Film Review: ‘Land of Opportunity’

by Alex Schafran

As the United States approaches one infamous anniversary next week, I have been thinking about another that just passed, albeit to less fanfare. Last August 29 marked the sixth anniversary of Hurricane Katrina, an event that, like 9/11, was far more than an attack on a city. Both events were as much about the nations in which they occurred as the cities that bore the brunt of their impact.

Unlike New York, where most of the physical damage has been removed and many of the remaining questions are about the lasting emotional trauma of survivors and the health impacts on rescue workers, the physical New Orleans still bears enormous scars from the events of six years ago.
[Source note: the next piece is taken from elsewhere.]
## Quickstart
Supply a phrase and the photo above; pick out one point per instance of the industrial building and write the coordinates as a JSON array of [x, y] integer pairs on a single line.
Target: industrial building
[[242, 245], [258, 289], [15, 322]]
Surely this has much to do with the massive difference in physical scale between the two events, but it is also about the difference between New York and New Orleans, and between an event that was about America’s place in the world and one that exposed America’s deep divisions, historic inequalities and internal contradictions.

The “American question” is at the center of “Land of Opportunity,” Luisa Dantas’s beautiful film about post-Katrina recovery in New Orleans. A work of impressive diligence, it has emerged over the years in fits and starts, as the filmmakers screened parts of what remains a constantly evolving story, and it is now making the festival rounds in feature format. Focused primarily on the individual stories of a community organizer, two public housing activists, a displaced teenager, an undocumented Latino worker, a local resident/gardener and famed New Urbanist architect and planner Andres Duany, the successes and failures and pre-existing and reproduced injustices unfold in true storytelling fashion, accompanied by a haunting score by Derrick Hodge.

The film is careful to neither glorify nor denigrate New Orleans, in terms of its past, present or future. The grave inequality and limited opportunity in pre-Katrina New Orleans are shown through the eyes of Tr’vel Lyons, a young man displaced to Los Angeles, who finds academic success on the West Coast and ultimately a scholarship to UCLA. “Katrina,” he says, “you did something.” At the same time, the stories of local organizers Sharon and Kawana Jasper and Vanessa Gueringer highlight just how difficult it has been for those fighting for low-income people in New Orleans to preserve affordable housing, to have their neighborhoods rebuilt, even just to get the water turned back on.

The only sour note in the film is Duany, whose constant preening, obvious love for buildings more than people, and exasperation at New Orleans being a “third-world country” unable and unwilling to build what he designs, gives planners and architects a bad name — especially since his role in the film is meant to represent the professional urbanist class. Ours is a class certainly worth criticizing, especially in post-Katrina New Orleans, but in letting Duany play this role, the film avoids a more serious engagement with questions of planning expertise and design, themes that are hinted at throughout but never fleshed out.

Ultimately, with all due respect to Spike Lee’s endorsement, “Land of Opportunity” is not really about cities, and I mean that as a compliment. Urbanism for many of us is a way of engaging deeply with a place, identifying with it, loving it, and embracing its language, culture and society without the pernicious demagoguery of nationalism. We may feel ambivalent and conflicted about our nation, but we love our hometowns, cities and regions. “Land of Opportunity” reminds us — through its focus on individual stories and questions of opportunity and struggle, public housing and immigrant workers — that Katrina is about America as much as it is about New Orleans. This is one thing that both tragic anniversaries have in common.